You know, the philosophers tell us that evil is not something, it’s a lack of something. It’s a hole, it’s the absence of good. So, in a way, when we tag all this darkness that’s going on in the world, what we’re saying is I need some light. I need some light.

And you, as a believer, I believe that Jesus, who revealed himself as light to the world, you think of the Christmas star in the middle of the darkest time of the year, the darkest time of the day, midnight, that light to the world. That’s what we got. We need a little Christmas. We need some light. It’s the darkest time of the year naturally. Was it yesterday?
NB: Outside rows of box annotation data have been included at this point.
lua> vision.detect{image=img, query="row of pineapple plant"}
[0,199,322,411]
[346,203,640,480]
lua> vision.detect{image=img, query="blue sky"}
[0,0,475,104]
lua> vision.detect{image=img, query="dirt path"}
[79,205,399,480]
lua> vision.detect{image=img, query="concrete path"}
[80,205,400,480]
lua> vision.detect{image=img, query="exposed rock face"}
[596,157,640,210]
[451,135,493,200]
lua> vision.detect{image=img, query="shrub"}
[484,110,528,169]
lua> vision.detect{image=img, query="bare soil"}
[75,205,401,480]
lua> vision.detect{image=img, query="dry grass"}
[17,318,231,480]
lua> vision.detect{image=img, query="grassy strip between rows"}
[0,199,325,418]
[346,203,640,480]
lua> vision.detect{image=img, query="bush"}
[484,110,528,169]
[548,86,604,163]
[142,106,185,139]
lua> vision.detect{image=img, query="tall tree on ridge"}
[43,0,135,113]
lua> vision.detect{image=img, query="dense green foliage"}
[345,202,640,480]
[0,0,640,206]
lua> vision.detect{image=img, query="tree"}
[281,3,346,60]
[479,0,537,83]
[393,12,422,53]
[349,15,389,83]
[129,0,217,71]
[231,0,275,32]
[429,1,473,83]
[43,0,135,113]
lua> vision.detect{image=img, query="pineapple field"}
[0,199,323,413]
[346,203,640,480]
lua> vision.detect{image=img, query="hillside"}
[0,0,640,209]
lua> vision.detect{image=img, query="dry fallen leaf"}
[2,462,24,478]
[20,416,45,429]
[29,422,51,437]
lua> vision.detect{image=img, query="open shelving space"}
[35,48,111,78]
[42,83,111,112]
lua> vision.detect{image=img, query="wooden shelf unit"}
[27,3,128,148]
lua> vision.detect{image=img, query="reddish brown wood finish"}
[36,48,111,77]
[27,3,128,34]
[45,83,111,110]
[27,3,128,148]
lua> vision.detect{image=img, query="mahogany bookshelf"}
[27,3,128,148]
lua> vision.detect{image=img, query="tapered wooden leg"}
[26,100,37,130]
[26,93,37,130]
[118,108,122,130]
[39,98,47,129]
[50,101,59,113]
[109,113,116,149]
JONES: Shortest day of the year.

DOLAN: Shortest day of the year. And now the sun begins to go up. So, darn it, light always trumps darkness.

CREIG MELVIN: Yes.

DOLAN: You know it. Life always wins over death. And that, of course, is the message of Christmas.

MELVIN: Cardinal, a lot of folks — for a lot of folks this time of year, it’s especially difficult, because to your point, they’re reminded of a loved one that they lost.

DOLAN: Yes. Yes.

MELVIN: Or they are suffering from loneliness and the holidays are just another reminder of them being alone.

DOLAN: Yup. Yup. Right.

MELVIN: What’s your message to them?

DOLAN: Well, my message to them, if we look back in reverent and grateful reflection and memory of those people. We miss them, you bet we do, but we turn that into a prayer of Thanksgiving, a prayer of praise to God. Thank you, Lord, that we had them. Kind of wish I still did. I really miss them, especially this time of year. But am I ever happy I had them. And they were gifts to me.

And instead of maybe kind of feeling sorry for myself and sitting in a corner, maybe I ought to be the kind of person who, when I’m gone, people are going to miss. And people are going to look back and say, boy, we miss Aunt Alice or, boy, we miss grandma. We want to be those kind of people, don’t we?

MELVIN: Yes.

DOLAN: So, instead of kind of missing them, we turn it into gratitude and we turn it into a prayer. Can I be that light for other people like he or she was to me.

JONES: We only have a minute left. Can you speak to someone who might be watching this morning who may be lonely.

DOLAN: Yeah. First of all, we’re never lonely. Okay? See, here’s the scoop. I’m talking, of course, to believers but I invite everybody to believe. So, the son of God was born in — on that Christmas day in Bethlehem because he wants to be reborn in our hearts. All right? So, we have always got that divine spark. We have always got that person, the divine, almighty God, his son of Jesus. We’ve always got him in our heart, in our soul. We are never ever alone. We have always got God. We are never by ourselves. We are never abandoned.

As the angels said that first Christmas, be not afraid, a savior is born to us. You are not alone out there.

[Throws kiss to the camera]

MELVIN: Cardinal Dolan. Let the church say amen.

DOLAN: Let the church as amen and let the church pass the eggnog.

MELVIN: Amen to that!

[Laughter]

DOLAN: Have a blessed Christmas, folks!